Even if you are the most able pupil you will not complete all the 11+ test questions within the time limit, but the better you are prepared will help you to use the time most efficiently. This will result in you attempting more questions and a higher score being achieved. This blog explores different ways in which you can do this and get the best possible results.

Below are seven simple strategies to maximise time in the 11+ tests.

1. Scan the question paper.

At the start of the test just spend a few moments looking at all the pages.

Why?

This will give you a picture of what is coming up in the test and allow you to see if there are any easy questions near the end – you don’t want to run out of time and not do the easy questions!

2. Remember the three question rule.

What’s that?

• Do the quick and easy questions first. It will really help you to know which questions are quick and easy if you have had experience of practising different question styles before the test.

• Next attempt the questions you know you can do but, from practise, you know take a little while to answer.

• Finally have a go at the tricky questions.

3. Jot it down.

If you have to do a few steps to work out an answer, perhaps in a maths question, jot the numbers down as you go.

Why?

This will leave more space in your brain for working out the other parts of the question.

4. Circle unanswered questions on the question sheet.

Why?

This will help you to return to these questions quickly and easily if you have time near the end of the test and saves you the time of looking to see which questions you have missed.
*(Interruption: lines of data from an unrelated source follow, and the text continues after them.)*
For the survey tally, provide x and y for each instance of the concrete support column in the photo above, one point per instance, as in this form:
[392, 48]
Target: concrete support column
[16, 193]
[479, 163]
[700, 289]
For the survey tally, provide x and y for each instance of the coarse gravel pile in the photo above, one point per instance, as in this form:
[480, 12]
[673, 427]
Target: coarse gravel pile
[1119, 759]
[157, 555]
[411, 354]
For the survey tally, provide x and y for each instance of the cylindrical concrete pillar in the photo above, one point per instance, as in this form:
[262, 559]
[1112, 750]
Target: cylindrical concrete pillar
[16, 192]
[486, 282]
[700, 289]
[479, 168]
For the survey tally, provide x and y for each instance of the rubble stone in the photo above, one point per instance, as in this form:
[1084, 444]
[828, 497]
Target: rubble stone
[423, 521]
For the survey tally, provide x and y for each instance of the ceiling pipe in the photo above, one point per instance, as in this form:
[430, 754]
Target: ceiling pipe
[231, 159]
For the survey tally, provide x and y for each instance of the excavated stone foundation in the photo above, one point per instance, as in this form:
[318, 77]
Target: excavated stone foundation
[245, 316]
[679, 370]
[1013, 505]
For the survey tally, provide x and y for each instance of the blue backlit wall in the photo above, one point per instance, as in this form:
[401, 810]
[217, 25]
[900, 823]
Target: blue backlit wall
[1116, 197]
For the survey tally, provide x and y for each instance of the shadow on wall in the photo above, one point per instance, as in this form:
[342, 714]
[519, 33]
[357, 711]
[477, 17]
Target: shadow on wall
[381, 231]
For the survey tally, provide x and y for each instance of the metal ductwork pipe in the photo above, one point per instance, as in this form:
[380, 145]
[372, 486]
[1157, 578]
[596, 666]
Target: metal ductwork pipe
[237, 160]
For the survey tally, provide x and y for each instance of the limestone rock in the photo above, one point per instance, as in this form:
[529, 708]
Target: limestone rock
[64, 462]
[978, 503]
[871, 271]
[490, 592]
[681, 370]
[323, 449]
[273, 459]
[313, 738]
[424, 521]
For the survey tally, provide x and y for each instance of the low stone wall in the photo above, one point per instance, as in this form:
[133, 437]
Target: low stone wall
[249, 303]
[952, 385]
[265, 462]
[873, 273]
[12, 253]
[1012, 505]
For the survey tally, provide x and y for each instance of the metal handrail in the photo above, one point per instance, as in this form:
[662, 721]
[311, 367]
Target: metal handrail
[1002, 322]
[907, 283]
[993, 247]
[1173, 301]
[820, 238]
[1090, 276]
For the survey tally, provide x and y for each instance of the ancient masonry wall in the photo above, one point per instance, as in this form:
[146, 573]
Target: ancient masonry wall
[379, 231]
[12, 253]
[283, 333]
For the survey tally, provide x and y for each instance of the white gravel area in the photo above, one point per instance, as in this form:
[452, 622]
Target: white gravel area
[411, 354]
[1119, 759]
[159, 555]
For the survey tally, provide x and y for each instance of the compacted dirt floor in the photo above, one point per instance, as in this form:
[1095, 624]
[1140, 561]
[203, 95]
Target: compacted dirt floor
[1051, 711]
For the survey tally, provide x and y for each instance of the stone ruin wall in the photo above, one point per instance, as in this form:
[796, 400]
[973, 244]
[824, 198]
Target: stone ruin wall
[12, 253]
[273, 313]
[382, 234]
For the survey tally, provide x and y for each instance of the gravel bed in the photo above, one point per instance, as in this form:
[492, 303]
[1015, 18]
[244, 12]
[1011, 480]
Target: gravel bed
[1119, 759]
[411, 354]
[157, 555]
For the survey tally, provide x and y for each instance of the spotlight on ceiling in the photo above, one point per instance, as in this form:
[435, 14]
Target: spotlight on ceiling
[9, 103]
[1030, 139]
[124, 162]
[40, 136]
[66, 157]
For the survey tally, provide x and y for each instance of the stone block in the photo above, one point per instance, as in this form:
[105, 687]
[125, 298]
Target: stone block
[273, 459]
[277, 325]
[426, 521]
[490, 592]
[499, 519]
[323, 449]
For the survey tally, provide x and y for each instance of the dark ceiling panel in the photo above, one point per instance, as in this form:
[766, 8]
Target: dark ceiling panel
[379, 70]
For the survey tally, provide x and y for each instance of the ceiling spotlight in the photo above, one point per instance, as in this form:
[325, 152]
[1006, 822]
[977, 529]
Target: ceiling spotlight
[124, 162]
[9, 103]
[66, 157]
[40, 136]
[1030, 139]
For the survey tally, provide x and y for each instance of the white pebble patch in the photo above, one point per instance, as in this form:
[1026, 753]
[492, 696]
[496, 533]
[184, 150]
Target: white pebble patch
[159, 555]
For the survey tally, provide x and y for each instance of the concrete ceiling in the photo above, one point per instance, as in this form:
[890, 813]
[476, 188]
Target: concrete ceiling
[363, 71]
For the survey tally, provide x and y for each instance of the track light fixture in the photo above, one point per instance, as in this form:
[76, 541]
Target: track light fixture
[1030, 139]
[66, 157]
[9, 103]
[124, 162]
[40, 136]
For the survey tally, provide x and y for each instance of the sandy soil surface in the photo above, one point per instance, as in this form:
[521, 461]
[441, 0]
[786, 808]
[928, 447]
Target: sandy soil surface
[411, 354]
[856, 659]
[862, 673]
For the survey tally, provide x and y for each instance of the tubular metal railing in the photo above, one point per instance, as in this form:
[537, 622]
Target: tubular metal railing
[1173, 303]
5. Check you have read the question correctly.

What am I looking for?

Some questions (such as cube and net questions in non-verbal reasoning) might have the word ‘can’ or ‘cannot’ in it – make sure you are looking for the right thing.

Sometimes in alphabetical order questions (verbal reasoning) the questions might say ‘if the words are written backwards’ – don’t miss this important instruction.

6. Underline key words and numbers.

Why?

In the examples above (strategy 5) this will help you not to overlook vital parts of the questions. Also, especially in maths questions, all numbers will be important – underline them to make them stand out, then you will not overlook key parts of the question.

How?

Some questions, such as code questions in verbal reasoning and some maths questions, can be answered more quickly if you look at the multiple choice answers before completing the whole question – this will save you time, which you can spend on other questions! For example, if a code question requires a two letter answer, perhaps AX, check the choices after working out the A and if there is only one choice with A as the first letter you don’t need to spend time working out the second letter. Some questions where you need to work out a word using a code are similar: find the first letter then check the answers, you might only have to find one more letter of the word. In a maths example, you might work out the first digit to be 3, so if only one of a multiple choice selection begins with a 3 you can save time by not working out the rest of the answer.

All of the above strategies will help you to save time in the 11+ test and ensure that you have a better chance of getting questions correct. By attempting more questions and answering more questions correctly you will achieve a higher score. Some of the strategies will help even if you have not seen any 11+ style questions before, but many will work best if you have practised lots before the test. For example, strategies 1 and 2 rely on you knowing what 11+ questions look like when written on a test paper. To help you achieve your potential in the 11+ test you will find it useful to look at some of my other blogs on English, maths, non-verbal reasoning and verbal reasoning.

Good luck! But remember, the luckiest people are those who work hardest.